Hopefully Meyer can really bring it home with the last novel Wild Rover No More. I apparently have a year to wait to see if Jacky and Jaimy finally work out their very serious communication issues or whether Jacky will finally marry someone who will actually love her for who she is.

The Coldest Girl in Coldtown by Holly Black Book Review

The Coldest Girl in Coldtown by Holly Black

Tana lives in a world where vampires no longer hold themselves to secrecy. They live in front of cameras, endless beckoning parties inside Coldtowns, walled off cities where the turned and turning are forced to live. One morning, after a perfectly normal teenage sundown party, Tana wakes in the bathtub to discover that all her friends have been murdered. The only survivor is her just bitten ex-boyfriend Aiden and a strange vampire boy. As the vampire infection takes hold of Aiden, Tana and her newly freed friends make their way to the nearest Coldtown.

The mechanics of the vampirism in this book were fascinating and original. Vampires have a certain kind of venom, one that can only be passed on through a bite. Once bitten, if not drained and killed, an infection sets in that instead of creating a fever causes the body to go cold as if it is dying. If a person manages to not drink any human blood for 88 days, the infection will leave their system and they will remain human. But that is a big if, because the thirst for blood becomes such an overwhelming desire that people will do anything for it. Tana knows this too well, for she bears the physical scars from when her mother went cold. When her mother died.

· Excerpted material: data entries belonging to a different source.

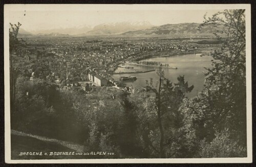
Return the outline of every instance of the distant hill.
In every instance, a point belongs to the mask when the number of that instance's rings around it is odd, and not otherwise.
[[[69,28],[58,28],[49,30],[39,30],[33,31],[32,32],[34,34],[51,34],[58,32],[62,34],[69,34],[70,35],[77,35],[79,34],[84,34],[88,31],[92,30],[92,28],[89,26],[81,26]]]
[[[167,35],[182,36],[193,36],[198,35],[211,35],[216,31],[221,29],[221,26],[218,28],[207,26],[198,30],[199,23],[182,23],[179,24],[167,24],[160,26],[155,26],[145,30],[129,31],[123,35]]]
[[[37,36],[69,36],[69,34],[63,34],[59,33],[51,33],[50,34],[39,33]]]
[[[33,36],[33,34],[20,28],[18,30],[18,37],[27,37]]]
[[[127,31],[148,29],[153,27],[148,21],[122,22],[103,23],[95,26],[87,32],[90,35],[119,34]]]

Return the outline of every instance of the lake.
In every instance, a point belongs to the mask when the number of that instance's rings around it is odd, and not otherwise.
[[[170,67],[176,67],[178,69],[163,68],[165,76],[174,83],[178,82],[177,78],[179,75],[184,75],[185,81],[188,81],[188,86],[194,85],[194,88],[192,91],[187,94],[188,97],[193,97],[197,94],[197,92],[202,90],[204,82],[204,71],[206,70],[204,67],[210,68],[211,66],[210,61],[212,58],[208,56],[200,56],[201,54],[192,54],[165,57],[151,57],[141,60],[140,61],[154,61],[161,63],[168,64]],[[124,68],[118,67],[116,73],[137,71],[145,71],[157,67],[138,66],[136,65],[123,64],[123,66],[133,67],[134,68]],[[118,79],[121,76],[134,76],[137,80],[134,82],[125,82],[127,86],[133,85],[133,87],[140,87],[146,85],[146,80],[153,79],[154,82],[159,80],[156,71],[146,73],[114,75],[114,79]]]

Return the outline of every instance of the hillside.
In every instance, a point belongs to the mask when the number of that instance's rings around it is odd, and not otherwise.
[[[208,26],[201,31],[198,30],[199,23],[182,23],[179,24],[167,24],[160,26],[155,26],[151,28],[134,31],[129,31],[123,35],[167,35],[179,36],[193,36],[197,35],[211,35],[221,27],[215,28]]]

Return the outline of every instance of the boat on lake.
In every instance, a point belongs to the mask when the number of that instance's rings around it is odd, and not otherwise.
[[[136,77],[120,77],[120,80],[121,81],[135,81],[137,80],[137,78]]]

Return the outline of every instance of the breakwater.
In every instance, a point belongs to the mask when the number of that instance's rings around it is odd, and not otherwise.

That alone made the story interesting, but what made it better was the return to the monster angle of vampirism. I am a big fan of Anne Rice's Interview With the Vampire series. One of my favorite quotes from the book is when someone calls Lestat a monster and he quickly replies, "Yes, but I am a beautiful monster." That is how a vampire should be. Strange and terrible beauty. The vampires of Holly Black's novel are all that and more. They are complicated and petty. They raise ethical conundrums. Is it good to want to live forever? Do they still retain some of their humanity? Can you be both cunning and mad? And what would you do to remain human?

More than anything, I was really rooting for Tana's humanity throughout this entire story. Even if she turned into a vampire, I wanted her to remain human, to still be herself. She is strong and quick-thinking and her drive to survive was enough for me to keep reading.

There is of course a romance with an ancient and slightly insane vampire named Gavriel, which I found a little trite and the entire seductive drinking each others blood thing was just gross and really really not romantic, but I guess you can't have teen books without some kind of romance, so I will just pretend it didn't happen.

It appears that this may be another unmarked series, which is okay by me because I like this world and these characters that Holly Black has created.